To (try to) answer your question, I think we need to know a bit more about what happened to you before and after the abruption. Did the doctors do any sort of blood test screening? Was your blood pressure abnormal? Was your baby's birthweight much smaller than expected? Did they do any tests on the placenta?
What sort of surgery did you have to remove the fibroids? Were the inside, within, or outside the wall of your uterus? Were they treated by open surgery or by hysteroscopy (camera into your womb through the cervix)?
Having fibroid surgery that involves cutting through the wall of your womb (as opposed to just cutting one off a stalk) would increase your risk of uterine
rupture should you go through a labour. But it shouldn't increase your risk of spontaneous placental abruption by any meaningful amount.
Abruption results from bleeding between the placenta and its site of attachment to the uterus. This may be after trauma to the abdomen (as in the first reply post), or "out of nowhere". There are a few conditions which are associated with an increased risk of spontaneous abruption, like clotting disorders, some medical disorders (e.g. hypertension), and something called antiphospholipid syndrome (APLS).

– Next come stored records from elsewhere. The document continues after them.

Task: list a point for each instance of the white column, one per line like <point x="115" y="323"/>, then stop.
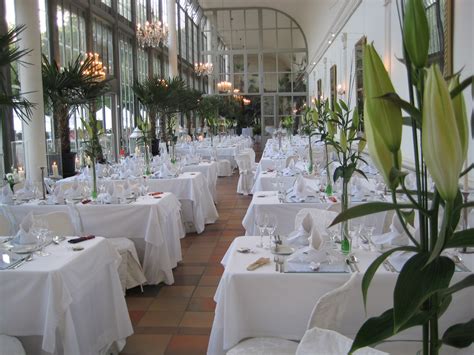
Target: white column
<point x="172" y="39"/>
<point x="27" y="13"/>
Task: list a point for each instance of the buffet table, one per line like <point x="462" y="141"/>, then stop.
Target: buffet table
<point x="154" y="225"/>
<point x="69" y="302"/>
<point x="265" y="303"/>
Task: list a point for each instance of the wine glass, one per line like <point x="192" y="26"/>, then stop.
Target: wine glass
<point x="271" y="227"/>
<point x="261" y="221"/>
<point x="40" y="229"/>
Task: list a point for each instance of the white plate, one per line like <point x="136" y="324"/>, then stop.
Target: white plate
<point x="24" y="249"/>
<point x="283" y="250"/>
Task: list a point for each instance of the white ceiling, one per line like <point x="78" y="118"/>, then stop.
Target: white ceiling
<point x="317" y="18"/>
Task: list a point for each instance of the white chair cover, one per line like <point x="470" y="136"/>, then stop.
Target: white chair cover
<point x="329" y="342"/>
<point x="10" y="346"/>
<point x="245" y="184"/>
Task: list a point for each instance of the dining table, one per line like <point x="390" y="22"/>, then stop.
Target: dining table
<point x="285" y="211"/>
<point x="209" y="170"/>
<point x="68" y="302"/>
<point x="269" y="303"/>
<point x="153" y="223"/>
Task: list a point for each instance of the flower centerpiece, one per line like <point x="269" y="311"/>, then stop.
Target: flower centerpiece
<point x="92" y="147"/>
<point x="424" y="288"/>
<point x="349" y="146"/>
<point x="309" y="127"/>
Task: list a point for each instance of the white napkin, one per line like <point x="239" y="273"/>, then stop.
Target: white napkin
<point x="300" y="187"/>
<point x="74" y="191"/>
<point x="6" y="196"/>
<point x="316" y="241"/>
<point x="26" y="192"/>
<point x="301" y="235"/>
<point x="24" y="236"/>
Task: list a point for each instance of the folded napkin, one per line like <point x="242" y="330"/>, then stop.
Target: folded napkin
<point x="24" y="235"/>
<point x="316" y="241"/>
<point x="6" y="197"/>
<point x="27" y="192"/>
<point x="307" y="256"/>
<point x="301" y="235"/>
<point x="74" y="191"/>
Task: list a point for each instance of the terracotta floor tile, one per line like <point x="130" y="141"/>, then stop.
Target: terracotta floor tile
<point x="201" y="304"/>
<point x="145" y="344"/>
<point x="176" y="291"/>
<point x="170" y="304"/>
<point x="161" y="319"/>
<point x="197" y="319"/>
<point x="209" y="281"/>
<point x="138" y="303"/>
<point x="205" y="291"/>
<point x="187" y="345"/>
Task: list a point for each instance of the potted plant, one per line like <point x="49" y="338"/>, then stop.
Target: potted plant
<point x="9" y="54"/>
<point x="65" y="89"/>
<point x="424" y="288"/>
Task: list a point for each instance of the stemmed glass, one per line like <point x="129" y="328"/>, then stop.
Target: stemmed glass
<point x="271" y="227"/>
<point x="261" y="222"/>
<point x="40" y="229"/>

Some of these conditions can be treated to
minimise your risk of a placental abruption happening again. If no cause or association can be found, this is not necessarily a bad thing. It would mean that the risk of another abruption is low, but you should still be managed as a high-risk pregnancy just based on your history.
The management of your pregnancy will be more intensive than usual, and you'd be best served by an elective repeat caesarean section, somewhere around 37 weeks, depending on the progress of your pregnancy.

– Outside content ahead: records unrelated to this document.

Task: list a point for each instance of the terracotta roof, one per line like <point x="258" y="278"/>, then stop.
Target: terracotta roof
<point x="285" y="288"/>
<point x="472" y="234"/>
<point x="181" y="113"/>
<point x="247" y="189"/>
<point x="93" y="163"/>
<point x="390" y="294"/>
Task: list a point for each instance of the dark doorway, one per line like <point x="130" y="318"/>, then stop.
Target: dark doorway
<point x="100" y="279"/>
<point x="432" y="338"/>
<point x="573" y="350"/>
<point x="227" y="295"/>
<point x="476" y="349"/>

I think the best thing for you to do would be to have a visit with an obstetrician (preferably the one who managed your last pregnancy, if possible)

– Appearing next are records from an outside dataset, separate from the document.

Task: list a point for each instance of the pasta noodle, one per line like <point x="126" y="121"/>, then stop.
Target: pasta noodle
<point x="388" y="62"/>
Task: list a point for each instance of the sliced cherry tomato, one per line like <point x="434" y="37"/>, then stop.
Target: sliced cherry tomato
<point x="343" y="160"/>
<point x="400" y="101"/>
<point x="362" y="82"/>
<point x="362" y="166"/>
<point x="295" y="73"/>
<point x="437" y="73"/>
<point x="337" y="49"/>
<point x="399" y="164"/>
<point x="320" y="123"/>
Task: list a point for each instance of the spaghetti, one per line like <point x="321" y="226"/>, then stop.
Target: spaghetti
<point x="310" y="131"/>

before you fall pregnant, to see if any investigations need to be done to optimise your chance of success in your next pregnancy.
It's natural to not want to have anything to do with the treating team or hospital after a bad outcome. Even if nobody is at fault, sometimes seeing familiar faces or places can just be too hard to bear. But remember, these people have the full medical record of what happened in your last pregnancy, and I think this can be advantageous.
If you happen to know the answer to any the questions I asked above, I can try to answer your question a bit better. But, eitherway, I wish you the very best in your next pregnancy.